If everything is correct and the default Spring Boot port 8080 is not occupied, there should be output on the console:

 /\\ / ___'_ __ _ _(_)_ __  __ _ \ \ \ \
( ( )\___ | '_ | '_| | '_ \/ _` | \ \ \ \
 \\/  ___)| |_)| | | | | || (_| |  ) ) ) )
  '  |____| .__|_| |_|_| |_\__, | / / / /
 =========|_|==============|___/=/_/_/_/
 :: Spring Boot ::                (v2.5.0)

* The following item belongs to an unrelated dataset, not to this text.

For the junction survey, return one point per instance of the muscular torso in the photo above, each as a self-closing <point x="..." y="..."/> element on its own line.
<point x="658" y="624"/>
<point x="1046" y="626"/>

2021-05-27 00:18:32.208  INFO 7743 --- [           main] c.f.s.GettingStartedApplication          : Starting GettingStartedApplication using Java 1.8.0_282 on user-inwebit with PID 7743 (/home/own/tutorials/spring-boot/getting-started/target/classes started by fromtbackend in /home/own/tutorials)
2021-05-27 00:18:32.210  INFO 7743 --- [           main] c.f.s.GettingStartedApplication          : No active profile set, falling back to default profiles: default
2021-05-27 00:18:33.122  INFO 7743 --- [           main] o.s.b.w.embedded.tomcat.TomcatWebServer  : Tomcat initialized with port(s): 8080 (http)
2021-05-27 00:18:33.129  INFO 7743 --- [           main] o.apache.catalina.core.StandardService   : Starting service [Tomcat]
2021-05-27 00:18:33.129  INFO 7743 --- [           main] org.apache.catalina.core.StandardEngine  : Starting Servlet engine: [Apache Tomcat/9.0.46]
2021-05-27 00:18:33.170  INFO 7743 --- [           main] o.a.c.c.C.[Tomcat].[localhost].[/]       : Initializing Spring embedded WebApplicationContext
2021-05-27 00:18:33.171  INFO 7743 --- [           main] w.s.c.ServletWebServerApplicationContext : Root WebApplicationContext: initialization completed in 917 ms
2021-05-27 00:18:33.498  INFO 7743 --- [           main] o.s.b.w.embedded.tomcat.TomcatWebServer  : Tomcat started on port(s): 8080 (http) with context path ''
2021-05-27 00:18:33.506  INFO 7743 --- [           main] c.f.s.GettingStartedApplication          : Started GettingStartedApplication in 1.61 seconds (JVM running for 1.974)
2021-05-27 00:18:33.507  INFO 7743 --- [           main] o.s.b.a.ApplicationAvailabilityBean      : Application availability state LivenessState changed to CORRECT
2021-05-27 00:18:33.508  INFO 7743 --- [           main] o.s.b.a.ApplicationAvailabilityBean      : Application availability state ReadinessState changed to ACCEPTING_TRAFFIC

In logs, we see that server starts in 1.61 seconds.

Now we can open the browser and enter http://localhost:8080/hello to check our endpoint.

Getting started spring boot browser

Everything works as excepted and we can see the Hello World text.

4. Conclusion

In this tutorial, we presented how to get started with the Spring Boot application. We showed a sample project that serves Hello World text on http://localhost:8080/hello endpoint.

As usual, the code used in this article could be found in our GitHub repository.